CMA-ES / libcmaes

libcmaes is a multithreaded C++11 library with Python bindings for high performance blackbox stochastic optimization using the CMA-ES algorithm for Covariance Matrix Adaptation Evolution Strategy
Other
321 stars 78 forks source link

CMASolutions reports best candidate's x value incorrect #231

Open godrays opened 2 years ago

godrays commented 2 years ago

Hello,

I found that the CMASolutions does not report best candidate's x value properly.

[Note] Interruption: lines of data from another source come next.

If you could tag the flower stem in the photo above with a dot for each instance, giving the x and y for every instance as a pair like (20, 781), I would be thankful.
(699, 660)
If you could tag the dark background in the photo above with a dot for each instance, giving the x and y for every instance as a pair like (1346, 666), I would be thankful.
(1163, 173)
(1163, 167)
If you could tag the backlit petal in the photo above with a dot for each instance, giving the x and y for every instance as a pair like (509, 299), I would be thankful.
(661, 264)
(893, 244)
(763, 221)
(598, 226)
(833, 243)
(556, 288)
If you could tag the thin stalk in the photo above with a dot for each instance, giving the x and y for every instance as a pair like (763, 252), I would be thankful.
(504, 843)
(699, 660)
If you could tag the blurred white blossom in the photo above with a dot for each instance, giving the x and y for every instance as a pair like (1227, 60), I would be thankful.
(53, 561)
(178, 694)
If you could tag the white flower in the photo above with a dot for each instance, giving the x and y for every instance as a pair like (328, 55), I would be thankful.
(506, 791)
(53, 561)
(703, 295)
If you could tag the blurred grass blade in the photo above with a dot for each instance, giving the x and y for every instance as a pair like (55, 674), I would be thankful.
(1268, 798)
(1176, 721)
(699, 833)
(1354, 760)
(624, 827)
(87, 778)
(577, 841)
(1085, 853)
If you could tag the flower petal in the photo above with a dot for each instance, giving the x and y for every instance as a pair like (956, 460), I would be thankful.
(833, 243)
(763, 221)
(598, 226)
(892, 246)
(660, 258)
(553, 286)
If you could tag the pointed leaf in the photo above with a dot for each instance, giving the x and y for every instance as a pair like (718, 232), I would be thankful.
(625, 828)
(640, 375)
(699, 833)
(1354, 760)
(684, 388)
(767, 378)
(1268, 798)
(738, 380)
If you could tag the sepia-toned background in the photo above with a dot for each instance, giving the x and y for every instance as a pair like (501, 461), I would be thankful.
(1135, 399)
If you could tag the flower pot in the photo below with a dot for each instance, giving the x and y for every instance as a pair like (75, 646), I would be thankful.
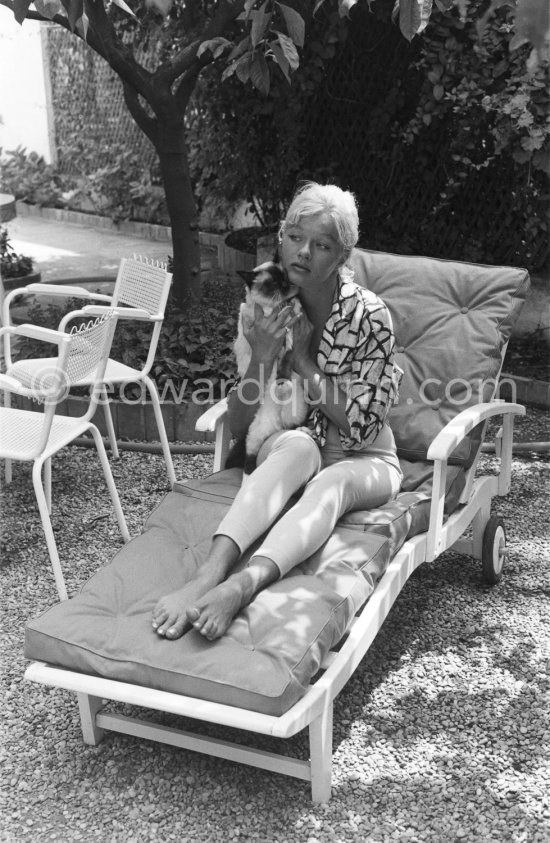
(245, 248)
(231, 259)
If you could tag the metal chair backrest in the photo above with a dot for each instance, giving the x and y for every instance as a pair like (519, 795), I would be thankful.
(83, 352)
(143, 284)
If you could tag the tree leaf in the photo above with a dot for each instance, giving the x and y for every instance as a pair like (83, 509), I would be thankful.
(48, 8)
(163, 6)
(533, 22)
(426, 7)
(345, 6)
(295, 24)
(215, 45)
(240, 48)
(20, 9)
(259, 73)
(281, 59)
(409, 18)
(74, 12)
(289, 50)
(259, 25)
(124, 6)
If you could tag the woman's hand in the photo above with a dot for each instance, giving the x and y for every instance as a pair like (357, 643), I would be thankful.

Here is an example output from 20 iteration:

Best solution: f-value: -6, x: 8.94434
Best solution: f-value: -6, x: 8.41353
Best solution: f-value: -6, x: 8.41353
Best solution: f-value: -6, x: 8.12711
Best solution: f-value: -6, x: 8.12711
Best solution: f-value: -6, x: 8.94491
Best solution: f-value: -6, x: 8.94491
Best solution: f-value: -6, x: 8.56085
Best solution: f-value: -6, x: 8.56085
Best solution: f-value: -6, x: 8.01153
Best solution: f-value: -6, x: 8.21036
Best solution: f-value: -6, x: 8.21036
Best solution: f-value: -6, x: 37.9178
Best solution: f-value: -6, x: 37.9178
Best solution: f-value: -6, x: 37.1124
Best solution: f-value: -6, x: 8.26821
Best solution: f-value: -6, x: 8.26821
Best solution: f-value: -6, x: 8.59635
Best solution: f-value: -6, x: 8.59635
Best solution: f-value: -6, x: 8.84206

I validated that x values in fitness function never gets higher than 21 during simulations, which is expected. You can see some of the x values are over 21. Sometimes I see negative x values too, which is also NOT expected.

Here is the test code I used:

#include <iostream>
#include <limits>
#include <libcmaes/cmaes.h>

using namespace libcmaes;

int main()
{
                      // x: 0  1  2  3   4   5   6   7   8   9  10 11 12 13 14 15 16 17  18  19  20, 21
    std::vector<double>  y{ 3, 2, 1, 0, -1, -2, -3, -4, -6, -3, -1, 2, 5, 7, 8, 9, 8, 3, -2, -4, -5, -1 };

    int minX = std::numeric_limits<int>::max();
    int maxX = std::numeric_limits<int>::min();

    FitFunc fsphere = [&](const double *x, const int N)
    {
        int i = static_cast<int>(x[0]);

        minX = std::min<int>(i, minX);
        maxX = std::max<int>(i, maxX);

        return y[i];
    };

    const int dim = 1;
    const double sigma = 1;
    const int numOfRun = 20;    // run the same optimization n times

    double lbounds[dim];        // lower parameter bounds
    double ubounds[dim];        // upper parameter bounds

    for (int n=0; n<numOfRun; ++n)
    {
        std::vector<double>  x0(dim, 15.0);

        for (int i=0; i<dim; ++i)
        {
            lbounds[i] = 0.0;
            ubounds[i] = static_cast<double>(y.size());
        }

        GenoPheno<pwqBoundStrategy> gp(lbounds, ubounds, dim);
        CMAParameters<GenoPheno<pwqBoundStrategy>> cmaparams(x0, sigma, 100, 0, gp);
        cmaparams.set_algo(aCMAES);
        CMASolutions cmasols = cmaes<GenoPheno<pwqBoundStrategy>>(fsphere, cmaparams);

        std::cout << "Best solution: f-value: " << cmasols.best_candidate().get_fvalue()
                  << ", x: " << cmasols.best_candidate().get_x().front() << std::endl;
    }

    std::cout << "min X: " << minX << ", max X: " << maxX << std::endl;

    return 0;
}

Is this expected behavior? If yes then why?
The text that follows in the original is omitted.